Os significados e as influências espirituais das árvores são inesgotáveis. Em diferentes momentos da nossa vida, cada árvore – em um parque, uma rua ou um quintal – traz a nós mensagens diferentes. Devemos estar abertos ao diálogo silencioso com estes seres benéficos. Há inúmeras vantagens nisso.

Segundo o filósofo Plotino, todas as plantas buscam a felicidade. De fato, a filosofia esotérica ensina que, assim como os animais mais evoluídos já fazem força para aproximar-se do desenvolvimento mental, as plantas, por sua vez, avançam no sentido do desenvolvimento das emoções.

Ora, as árvores estão entre os habitantes mais sábios e evoluídos de todo o reino vegetal. Há inúmeros relatos de que elas são capazes, à sua maneira, não só de receber os nossos sentimentos de amizade mas também de responder a eles. Nossa pobre inteligência humana só tem a ganhar quando percebemos a inteligência das árvores. O conteúdo das lições que elas nos trazem, porém, depende da nossa capacidade de deixar de lado as coisas pequenas, que pensamos que conhecemos, e de abrir-nos para a magia da vida.

Carlos Cardoso Aveline


NOTAS:

(1) “The Life of John Muir”, de Linnie Marsh Wolfe, The University of Wisconsin Press, Wisconsin, EUA, 364 pp., ver p. 193.

(2) “Seven Taoist Masters”, tradução do chinês para o inglês de Eva Wong, Ed. Shambhala, Boston e Londres, 1990, 178 pp. Ver p. 19.

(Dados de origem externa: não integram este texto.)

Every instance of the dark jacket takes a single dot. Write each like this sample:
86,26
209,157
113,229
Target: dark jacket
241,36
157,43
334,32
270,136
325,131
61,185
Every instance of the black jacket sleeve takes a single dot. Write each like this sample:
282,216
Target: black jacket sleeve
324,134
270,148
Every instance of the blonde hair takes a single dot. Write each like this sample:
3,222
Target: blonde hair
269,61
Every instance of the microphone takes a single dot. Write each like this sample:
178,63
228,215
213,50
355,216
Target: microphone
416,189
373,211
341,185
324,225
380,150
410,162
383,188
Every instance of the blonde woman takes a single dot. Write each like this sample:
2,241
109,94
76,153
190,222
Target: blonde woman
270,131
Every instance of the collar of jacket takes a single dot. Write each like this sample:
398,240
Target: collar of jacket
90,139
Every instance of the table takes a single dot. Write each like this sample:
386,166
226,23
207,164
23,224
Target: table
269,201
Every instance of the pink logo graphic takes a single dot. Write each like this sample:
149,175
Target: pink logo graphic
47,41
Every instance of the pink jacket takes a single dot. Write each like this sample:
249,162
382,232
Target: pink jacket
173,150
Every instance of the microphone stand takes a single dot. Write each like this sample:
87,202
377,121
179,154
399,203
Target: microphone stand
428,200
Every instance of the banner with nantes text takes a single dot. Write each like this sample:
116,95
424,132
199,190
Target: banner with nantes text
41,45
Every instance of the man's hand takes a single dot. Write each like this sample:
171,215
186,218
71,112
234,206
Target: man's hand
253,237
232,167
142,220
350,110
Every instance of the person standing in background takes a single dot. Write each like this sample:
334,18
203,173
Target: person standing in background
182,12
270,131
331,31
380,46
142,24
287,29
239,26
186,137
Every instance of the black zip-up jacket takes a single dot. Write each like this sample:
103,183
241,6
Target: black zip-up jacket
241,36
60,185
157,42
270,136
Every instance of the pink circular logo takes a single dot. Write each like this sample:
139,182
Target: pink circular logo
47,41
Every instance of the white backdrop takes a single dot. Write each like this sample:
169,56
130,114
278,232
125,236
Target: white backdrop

(3) Para saber mais sobre a importância decisiva das florestas na história das civilizações humanas, veja a obra “História das Florestas”, de John Perlin. Ed. Imago, RJ, 1992, 490 pp.

(4) Sobre a importância das árvores na cultura inglesa, veja a obra “O Homem e o Mundo Natural”, de Keith Thomas, Cia. das Letras, SP, 1988, 454 pp., especialmente as pp. 253-266.

(5) “Geografia dos Mitos Brasileiros”, Luís da Câmara Cascudo, Ed. Itatiaia (USP), SP, 1983, 345 pp., ver pp. 84-86.